The jumbo’s body has been sent for a post mortem report, and the cause of death will be made public then.
“Blood was noticed coming out from the elephant’s mouth. We suspected that the elephant was poisoned by poachers. Dehing-Patkai National Park has a big elephant population and poachers enter the forest to hunt elephants,” said Devojit Moran, an environmentalist.
He said, “A few years ago many elephants were killed by poachers at Lakhipathar forest. The forest department should keep an eye on the illegal activities going on in the forest. Recently, Dehing-Patkai was upgraded as National Park but many villagers living in the vicinity of the forest don’t know. The forest department should involve the villagers to check illegal activities in the forest.”
“Last year we collected samples from dead elephants and found anthrax. So, right now we can’t say anything because we are waiting for the postmortem report,” said a forest official.
Recent such case
In May 2021, Lightning killed 18 wild elephants in Assam’s Nagaon district.

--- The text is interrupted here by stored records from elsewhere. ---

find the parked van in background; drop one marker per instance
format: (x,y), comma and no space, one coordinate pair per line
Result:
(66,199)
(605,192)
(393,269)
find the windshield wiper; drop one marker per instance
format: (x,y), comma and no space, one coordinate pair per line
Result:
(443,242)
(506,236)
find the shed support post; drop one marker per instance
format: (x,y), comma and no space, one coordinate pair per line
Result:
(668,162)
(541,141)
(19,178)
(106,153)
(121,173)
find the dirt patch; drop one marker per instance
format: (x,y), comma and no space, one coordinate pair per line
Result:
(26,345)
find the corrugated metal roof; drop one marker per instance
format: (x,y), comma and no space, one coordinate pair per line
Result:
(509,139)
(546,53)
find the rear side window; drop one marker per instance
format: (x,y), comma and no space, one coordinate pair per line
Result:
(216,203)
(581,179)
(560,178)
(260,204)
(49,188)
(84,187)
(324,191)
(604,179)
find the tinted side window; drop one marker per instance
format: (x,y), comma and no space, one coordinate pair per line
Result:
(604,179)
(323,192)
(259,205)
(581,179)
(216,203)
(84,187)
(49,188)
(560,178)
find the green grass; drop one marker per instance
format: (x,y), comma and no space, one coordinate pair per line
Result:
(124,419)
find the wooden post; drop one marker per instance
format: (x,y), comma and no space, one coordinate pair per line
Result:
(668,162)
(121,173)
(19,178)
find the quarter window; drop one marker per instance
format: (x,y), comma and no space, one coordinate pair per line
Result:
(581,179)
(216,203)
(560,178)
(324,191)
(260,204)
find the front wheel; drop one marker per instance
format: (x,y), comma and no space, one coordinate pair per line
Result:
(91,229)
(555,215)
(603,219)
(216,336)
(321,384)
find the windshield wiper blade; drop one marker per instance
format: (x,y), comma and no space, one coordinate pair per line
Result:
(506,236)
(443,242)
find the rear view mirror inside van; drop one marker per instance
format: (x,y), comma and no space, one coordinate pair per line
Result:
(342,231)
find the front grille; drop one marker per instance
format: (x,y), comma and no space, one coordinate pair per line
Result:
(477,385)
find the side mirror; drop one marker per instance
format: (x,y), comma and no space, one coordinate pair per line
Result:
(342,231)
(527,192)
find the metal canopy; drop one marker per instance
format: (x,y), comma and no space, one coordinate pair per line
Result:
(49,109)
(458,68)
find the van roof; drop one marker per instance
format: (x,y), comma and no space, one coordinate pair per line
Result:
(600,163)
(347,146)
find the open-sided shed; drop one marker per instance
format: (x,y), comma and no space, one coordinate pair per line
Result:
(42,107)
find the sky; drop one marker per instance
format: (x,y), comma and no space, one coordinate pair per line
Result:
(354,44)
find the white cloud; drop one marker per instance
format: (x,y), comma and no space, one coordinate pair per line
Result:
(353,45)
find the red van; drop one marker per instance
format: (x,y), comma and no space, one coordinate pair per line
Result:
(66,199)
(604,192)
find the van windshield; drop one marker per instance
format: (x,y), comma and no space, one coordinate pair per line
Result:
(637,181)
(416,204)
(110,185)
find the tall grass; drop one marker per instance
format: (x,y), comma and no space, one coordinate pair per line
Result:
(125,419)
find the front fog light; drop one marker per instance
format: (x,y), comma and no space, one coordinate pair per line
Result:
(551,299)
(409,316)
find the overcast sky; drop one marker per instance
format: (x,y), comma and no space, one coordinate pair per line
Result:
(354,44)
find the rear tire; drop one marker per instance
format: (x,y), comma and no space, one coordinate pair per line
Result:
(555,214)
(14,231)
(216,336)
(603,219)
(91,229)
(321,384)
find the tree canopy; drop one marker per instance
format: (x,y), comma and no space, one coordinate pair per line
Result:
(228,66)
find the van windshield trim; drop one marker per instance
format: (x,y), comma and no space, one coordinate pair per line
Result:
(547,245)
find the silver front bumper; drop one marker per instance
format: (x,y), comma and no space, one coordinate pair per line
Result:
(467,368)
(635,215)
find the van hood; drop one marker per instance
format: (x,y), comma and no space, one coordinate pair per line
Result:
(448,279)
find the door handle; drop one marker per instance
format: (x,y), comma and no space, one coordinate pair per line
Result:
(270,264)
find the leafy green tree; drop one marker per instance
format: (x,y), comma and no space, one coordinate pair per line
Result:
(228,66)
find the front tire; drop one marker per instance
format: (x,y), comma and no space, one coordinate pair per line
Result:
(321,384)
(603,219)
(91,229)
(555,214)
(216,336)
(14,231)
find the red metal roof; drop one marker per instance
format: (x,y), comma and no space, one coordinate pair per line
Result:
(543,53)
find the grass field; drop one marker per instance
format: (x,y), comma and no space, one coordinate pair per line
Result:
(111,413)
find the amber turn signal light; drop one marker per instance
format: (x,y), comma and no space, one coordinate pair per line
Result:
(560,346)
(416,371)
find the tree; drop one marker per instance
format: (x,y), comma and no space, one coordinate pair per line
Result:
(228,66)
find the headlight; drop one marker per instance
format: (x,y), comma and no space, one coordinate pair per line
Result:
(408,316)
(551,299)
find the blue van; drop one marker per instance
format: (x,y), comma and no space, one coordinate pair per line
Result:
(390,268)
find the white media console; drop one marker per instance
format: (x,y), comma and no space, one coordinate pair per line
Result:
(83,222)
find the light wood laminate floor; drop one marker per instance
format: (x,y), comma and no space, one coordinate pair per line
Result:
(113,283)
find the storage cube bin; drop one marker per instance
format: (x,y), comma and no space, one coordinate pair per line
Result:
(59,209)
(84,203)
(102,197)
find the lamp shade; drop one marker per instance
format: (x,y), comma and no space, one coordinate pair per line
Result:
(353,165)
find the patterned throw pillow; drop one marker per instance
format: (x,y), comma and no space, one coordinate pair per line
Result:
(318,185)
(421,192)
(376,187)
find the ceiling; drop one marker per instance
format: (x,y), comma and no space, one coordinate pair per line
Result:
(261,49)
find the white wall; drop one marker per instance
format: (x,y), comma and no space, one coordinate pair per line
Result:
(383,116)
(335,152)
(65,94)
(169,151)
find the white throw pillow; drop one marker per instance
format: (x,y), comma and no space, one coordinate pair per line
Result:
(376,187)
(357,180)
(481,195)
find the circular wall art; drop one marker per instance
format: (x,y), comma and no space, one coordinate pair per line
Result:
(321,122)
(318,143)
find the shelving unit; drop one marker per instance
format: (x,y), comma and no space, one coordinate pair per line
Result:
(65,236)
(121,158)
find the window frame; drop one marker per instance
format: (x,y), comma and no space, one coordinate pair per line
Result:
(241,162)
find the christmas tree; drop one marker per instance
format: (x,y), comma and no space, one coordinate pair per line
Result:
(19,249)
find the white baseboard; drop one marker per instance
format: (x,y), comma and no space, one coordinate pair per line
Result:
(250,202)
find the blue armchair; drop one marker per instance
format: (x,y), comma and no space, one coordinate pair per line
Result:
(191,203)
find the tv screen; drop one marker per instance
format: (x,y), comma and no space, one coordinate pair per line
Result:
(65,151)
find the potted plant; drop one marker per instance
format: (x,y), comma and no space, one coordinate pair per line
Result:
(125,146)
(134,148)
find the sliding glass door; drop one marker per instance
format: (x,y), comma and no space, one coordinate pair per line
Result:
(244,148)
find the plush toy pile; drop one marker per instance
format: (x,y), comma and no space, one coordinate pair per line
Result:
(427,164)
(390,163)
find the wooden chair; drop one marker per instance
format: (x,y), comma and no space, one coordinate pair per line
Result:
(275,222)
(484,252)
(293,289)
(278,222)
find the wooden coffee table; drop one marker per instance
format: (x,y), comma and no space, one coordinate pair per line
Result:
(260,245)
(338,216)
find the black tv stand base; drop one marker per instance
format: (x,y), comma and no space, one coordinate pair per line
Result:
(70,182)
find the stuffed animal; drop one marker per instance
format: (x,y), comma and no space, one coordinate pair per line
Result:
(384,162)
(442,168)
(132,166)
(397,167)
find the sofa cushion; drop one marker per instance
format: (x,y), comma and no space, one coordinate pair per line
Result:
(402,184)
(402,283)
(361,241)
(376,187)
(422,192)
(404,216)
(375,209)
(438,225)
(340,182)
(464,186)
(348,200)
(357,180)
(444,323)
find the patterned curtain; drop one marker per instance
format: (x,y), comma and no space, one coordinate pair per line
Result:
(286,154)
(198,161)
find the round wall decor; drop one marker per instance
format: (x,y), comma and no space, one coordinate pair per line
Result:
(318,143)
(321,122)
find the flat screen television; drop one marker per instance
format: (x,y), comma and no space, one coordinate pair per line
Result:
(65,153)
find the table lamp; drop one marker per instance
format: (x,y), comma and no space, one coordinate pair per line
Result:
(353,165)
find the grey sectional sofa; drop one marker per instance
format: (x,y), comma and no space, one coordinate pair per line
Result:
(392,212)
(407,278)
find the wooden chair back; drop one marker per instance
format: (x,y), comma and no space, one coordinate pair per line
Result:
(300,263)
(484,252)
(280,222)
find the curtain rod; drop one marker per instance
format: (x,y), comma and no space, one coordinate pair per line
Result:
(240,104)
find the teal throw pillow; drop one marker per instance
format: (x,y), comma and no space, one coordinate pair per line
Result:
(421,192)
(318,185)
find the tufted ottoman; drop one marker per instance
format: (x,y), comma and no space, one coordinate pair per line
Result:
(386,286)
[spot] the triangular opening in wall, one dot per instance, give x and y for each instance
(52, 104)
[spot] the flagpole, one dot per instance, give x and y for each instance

An autopsy report found that on May 13, a powerful negative lightning flash with a peak current of 39,000 amps killed 18 elephants in Kandali Proposed Reserve Forest in central Assam’s Nagaon district.
There was no foul play, according to Assam Environment and Forest Minister Parimal Suklabaidya, who also ruled out revenge killings and poisoning as possibilities.
The North Eastern Regional Disease Diagnostic Laboratory (NERDDL) in Guwahati, with meteorological inputs from the North East Satellite Application Centre in Umiam, Meghalaya, also denied any anthrax outbreak.
“From the available history, detailed study of the circumstantial evidence at the site, the study of gross and histopathological lesions, laboratory reports nullifying the presence of anthrax-like bacilli and any toxins or its metabolites in the submitted samples and correlation with the available meteorological data that prevailed during that period, in our opinion, the 18 elephants found dead in the Kandali hills have died due to electrocution by lightning,” a detailed report submitted the vet team on May 27 said.
“As per in situ spot evidence, the death of the elephants in the herd may not be attributed to any infectious pathological agent or any toxin or poison,” the NERDDL report on June 2 concluded.
Save Dehing Patkai movement
In April, the National Board for Wildlife (NBWL) approved a coal-mining project in the Saleki reserve forest, which is a part of the Dehing Patkai Elephant Reserve, as the nation entered another extended lockdown to stop the spread of COVID-19. Prakash Javedkar, Chairman of NBWL and India’s Minister of Forest, Environment, and Climate Change, presided over a video conference during which the announcement was made.
Protests by environmentalists have erupted in response to this decision, with Guwahati University students starting an online campaign to save Dehing Patkai, Assam’s only rainforest and the ‘Amazon of the East.’
‘The protestors are urging the Prime Minister of India, the Minister of Environment, Forest and Climate Change of India, the Chief Minister of Assam, and the NBWL to stop any current and future coal mining project in Saleki and the whole of Dehing Patkai Elephant Reserve, stating that legal and illegal coal extraction is having and will have catastrophic consequences for the whole ecosystem of the region’, according to the reports of Sentinel Assam.
A petition drive has been started by several environmental NGOs and activists.
According to the study, the Dehing Patkai region is already under threat from high-polluting industries like coal mines, oil refineries, and gas drilling that harm the region’s biodiversity.
“Though the NBWL has allowed the coal mining project on April 7, 2020, illegal mining of coal has been going by the coal mafias in the forest for long affecting the biodiversity of this virgin forestland,” environmental activists reportedly claimed.